Grupo do tráfico usava “mulas” com crianças para passar despercebido, revelam Interpol e PF

Share

A Polícia Federal, o Centro de Operações Especiais (Cope) e a Interpol deflagraram na manhã desta terça-feira, 20, a operação Duplo Risco. A ação tinha o objetivo de desarticular organizações criminosas especializadas em crime de tráfico transnacional de drogas. A PF contou, no decorrer da operação, com o apoio das polícias espanhola, suíça e portuguesa.

Durante a investigação, que iniciou em 2017, foi possível efetuar minucioso aprofundamento do modus operandi dessas organizações criminosas, segundo a PF. A ação teria possibilitou a Polícia Federal compreender o funcionamento de todas as etapas dos crimes, desde a cooptação das “mulas” como são chamados as pessoas que transportam droga no corpo até outras atuações do grupo.

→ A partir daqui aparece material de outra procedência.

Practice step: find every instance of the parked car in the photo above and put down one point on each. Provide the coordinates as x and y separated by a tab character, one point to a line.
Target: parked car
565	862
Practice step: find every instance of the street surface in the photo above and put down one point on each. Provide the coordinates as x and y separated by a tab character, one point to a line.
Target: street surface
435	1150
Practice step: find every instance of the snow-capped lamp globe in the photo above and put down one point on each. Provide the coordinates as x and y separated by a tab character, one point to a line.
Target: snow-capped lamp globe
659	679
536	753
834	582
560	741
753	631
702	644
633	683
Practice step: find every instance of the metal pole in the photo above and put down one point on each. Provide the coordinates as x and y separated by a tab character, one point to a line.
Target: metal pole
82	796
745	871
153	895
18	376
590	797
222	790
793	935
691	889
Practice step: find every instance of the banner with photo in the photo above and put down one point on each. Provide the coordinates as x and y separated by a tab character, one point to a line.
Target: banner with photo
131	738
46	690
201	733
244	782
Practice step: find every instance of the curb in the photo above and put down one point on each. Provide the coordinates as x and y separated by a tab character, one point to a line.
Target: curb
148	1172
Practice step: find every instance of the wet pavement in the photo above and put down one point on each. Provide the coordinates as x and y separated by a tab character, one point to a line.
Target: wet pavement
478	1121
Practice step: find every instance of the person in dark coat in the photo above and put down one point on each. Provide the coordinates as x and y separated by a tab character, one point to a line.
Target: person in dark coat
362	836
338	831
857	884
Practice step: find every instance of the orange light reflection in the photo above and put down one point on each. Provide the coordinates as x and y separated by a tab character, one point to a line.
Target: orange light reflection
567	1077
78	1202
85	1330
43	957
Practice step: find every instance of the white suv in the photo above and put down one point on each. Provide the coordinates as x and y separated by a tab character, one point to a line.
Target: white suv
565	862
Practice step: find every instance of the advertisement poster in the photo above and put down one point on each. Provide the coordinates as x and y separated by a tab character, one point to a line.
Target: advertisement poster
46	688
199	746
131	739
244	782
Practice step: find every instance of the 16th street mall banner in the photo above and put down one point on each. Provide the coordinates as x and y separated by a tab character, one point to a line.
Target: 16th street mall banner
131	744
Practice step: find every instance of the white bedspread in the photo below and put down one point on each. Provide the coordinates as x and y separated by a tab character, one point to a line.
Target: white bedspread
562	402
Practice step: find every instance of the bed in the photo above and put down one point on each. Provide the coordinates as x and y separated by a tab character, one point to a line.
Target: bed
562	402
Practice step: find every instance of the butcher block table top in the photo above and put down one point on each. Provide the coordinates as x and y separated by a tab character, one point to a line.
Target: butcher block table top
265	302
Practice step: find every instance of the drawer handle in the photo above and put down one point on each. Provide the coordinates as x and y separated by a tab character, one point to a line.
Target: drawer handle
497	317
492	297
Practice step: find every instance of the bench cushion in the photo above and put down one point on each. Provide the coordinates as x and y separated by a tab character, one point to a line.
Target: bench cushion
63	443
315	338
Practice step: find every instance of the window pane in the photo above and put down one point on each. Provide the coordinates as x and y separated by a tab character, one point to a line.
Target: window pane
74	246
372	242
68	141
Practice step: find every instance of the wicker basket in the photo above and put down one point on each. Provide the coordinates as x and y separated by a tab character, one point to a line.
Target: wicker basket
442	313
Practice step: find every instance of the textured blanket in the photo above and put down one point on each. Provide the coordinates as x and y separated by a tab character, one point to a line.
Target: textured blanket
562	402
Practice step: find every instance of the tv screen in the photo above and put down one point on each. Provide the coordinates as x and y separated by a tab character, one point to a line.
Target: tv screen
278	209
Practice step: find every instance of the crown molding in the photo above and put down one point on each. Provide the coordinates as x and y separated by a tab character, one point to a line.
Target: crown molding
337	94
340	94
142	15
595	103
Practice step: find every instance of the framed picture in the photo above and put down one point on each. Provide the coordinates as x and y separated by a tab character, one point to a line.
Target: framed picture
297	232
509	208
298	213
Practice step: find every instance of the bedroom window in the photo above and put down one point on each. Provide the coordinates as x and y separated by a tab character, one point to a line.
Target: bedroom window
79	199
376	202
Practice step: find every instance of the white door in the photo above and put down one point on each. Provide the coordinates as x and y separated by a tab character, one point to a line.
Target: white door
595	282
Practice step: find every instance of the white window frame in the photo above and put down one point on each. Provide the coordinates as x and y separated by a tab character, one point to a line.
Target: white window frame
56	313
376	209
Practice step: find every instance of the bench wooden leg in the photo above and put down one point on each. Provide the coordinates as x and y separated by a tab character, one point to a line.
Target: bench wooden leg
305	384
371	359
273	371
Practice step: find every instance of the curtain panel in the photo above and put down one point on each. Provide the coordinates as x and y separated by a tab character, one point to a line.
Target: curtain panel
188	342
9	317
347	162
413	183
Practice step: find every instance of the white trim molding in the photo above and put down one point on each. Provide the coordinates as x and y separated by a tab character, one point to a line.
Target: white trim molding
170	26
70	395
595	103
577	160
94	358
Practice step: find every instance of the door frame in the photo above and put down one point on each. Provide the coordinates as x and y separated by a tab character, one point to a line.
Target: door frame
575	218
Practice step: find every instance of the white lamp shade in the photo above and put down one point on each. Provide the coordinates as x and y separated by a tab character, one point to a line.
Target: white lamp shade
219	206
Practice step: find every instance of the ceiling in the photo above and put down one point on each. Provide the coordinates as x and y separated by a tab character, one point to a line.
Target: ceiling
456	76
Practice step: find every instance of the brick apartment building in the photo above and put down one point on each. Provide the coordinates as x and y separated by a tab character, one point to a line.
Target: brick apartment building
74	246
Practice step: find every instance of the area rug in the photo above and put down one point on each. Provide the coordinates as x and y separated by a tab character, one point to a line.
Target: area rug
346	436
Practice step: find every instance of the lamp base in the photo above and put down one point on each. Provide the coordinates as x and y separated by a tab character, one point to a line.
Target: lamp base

As mulas eram preparadas para se passarem por turistas e assim levar a droga para o exterior, em especial para a Europa, Ásia e Oriente Médio. Por vezes, as organizações criminosas convenciam os eles a levarem seus próprios filhos menores nestas viagens, como mais uma forma de tentar ludibriar a fiscalização.

Foram cumpridos sete mandados de prisão preventiva no Brasil, três mandados de prisão na Europa (dois na Espanha e um em Portugal), 80 mandados de busca e apreensão nos estados do Paraná, Santa Catarina e São Paulo, bem como ordens de bloqueio de contas bancárias, sequestros e apreensões de imóveis e veículos de luxo, visando a descapitalização dos grupos.

Os investigados responderão pelos crimes de tráfico transnacional de entorpecentes, organização criminosa e lavagem de dinheiro, com penas que podem cumulativamente chegar a 33 anos de prisão.